Misleading SOTA Comparison.
We would like to emphasize that our work aims to establish an existence proof of the proposed framework, and that our intent was not to suggest that we establish a new state-of-the-art for multi-shot depth imaging. If such an impression was conveyed, it was entirely unintentional, and we will clarify this more clearly in the paper. We intended to showcase the effectiveness of our approach within the context of our framework, without implying any misrepresentation of its standing relative to prior work.
Comparison with Multi-Aperture Methods:.
We show that incorporating defocus cues at test time enables Marigold to achieve zero-shot metric depth, which is competitive in quality with zero-shot metric depth foundation models by simply using an additional blurred image as input along with the all-in-focus (AIF) image.
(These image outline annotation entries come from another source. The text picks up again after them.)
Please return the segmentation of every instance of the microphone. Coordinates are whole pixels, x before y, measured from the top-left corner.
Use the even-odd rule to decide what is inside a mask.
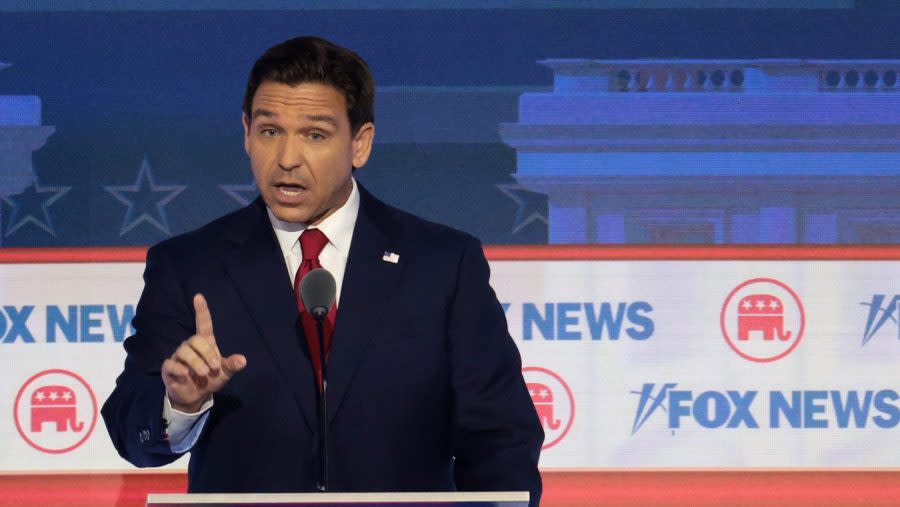
[[[336,293],[334,277],[325,268],[316,268],[300,280],[300,299],[317,321],[328,315]]]
[[[303,307],[316,321],[319,335],[319,364],[322,365],[322,392],[319,393],[319,448],[322,456],[322,482],[319,491],[328,491],[328,375],[325,368],[325,331],[322,323],[328,310],[334,304],[337,284],[331,273],[324,268],[316,268],[300,280],[300,300]]]

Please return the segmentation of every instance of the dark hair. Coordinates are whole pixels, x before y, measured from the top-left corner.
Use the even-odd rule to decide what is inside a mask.
[[[375,121],[375,81],[353,51],[319,37],[295,37],[272,46],[253,64],[244,92],[244,114],[251,117],[253,96],[266,81],[294,86],[322,83],[344,95],[350,132]]]

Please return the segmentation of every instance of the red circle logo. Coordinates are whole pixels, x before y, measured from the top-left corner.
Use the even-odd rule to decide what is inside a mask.
[[[49,454],[69,452],[91,436],[97,424],[97,398],[91,386],[67,370],[45,370],[29,378],[13,409],[19,435]]]
[[[725,298],[722,334],[737,354],[767,363],[790,354],[803,337],[806,314],[797,293],[772,278],[754,278]]]
[[[522,368],[522,376],[525,377],[528,394],[544,428],[544,446],[541,449],[549,449],[565,438],[572,429],[575,397],[562,377],[545,368]]]

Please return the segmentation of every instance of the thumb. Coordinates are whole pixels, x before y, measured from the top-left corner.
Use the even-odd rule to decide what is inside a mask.
[[[232,354],[222,359],[222,368],[228,376],[243,370],[245,366],[247,366],[247,358],[243,354]]]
We agree that this does make our method multishot and have presented comparisons with relevant baselines below, as we believe that contextualizing our performance to multi-shot methods is valuable. However, we emphasize that we don't claim to be the best multi-shot/defocus base method. While these additional comparisons are valuable, they do not affect the claims (L:34) and the demonstrated validation in our paper.
While our work indeed falls in the category of monocular metric depth estimation with more than 1 image, we are different from DFD-based methods, since we use 2 images with different apertures, but the same focus distance. This is different from the majority of existing DfD methods that require at least 4-5 images captured at different focus distances [H, A]. We attempted to adapt DEReD [A], a SOTA self-supervised learning based DFD baseline, but observed that it performs very poorly and fails to converge when given only an AIF and a blurred image as input, as recovering metric depth from 2 images is a highly ill-posed problem, unless very strong priors or really large datasets are used – neither of which has been used in most DfD works. We also discuss this in more detail in the response to MnCO.
Our setup is more similar to [B], which also relies on two images captured at the same focus distance: an AIF and a blurred image as inputs. They propose a differentiable model that takes an AIF and simulates defocus blur by interpolating pre-blurred AIFs at discrete depth levels, with weights predicted by a CNN that implicitly encodes scene depth. The network is trained to match the synthesized image to the captured (ground truth) blurred image.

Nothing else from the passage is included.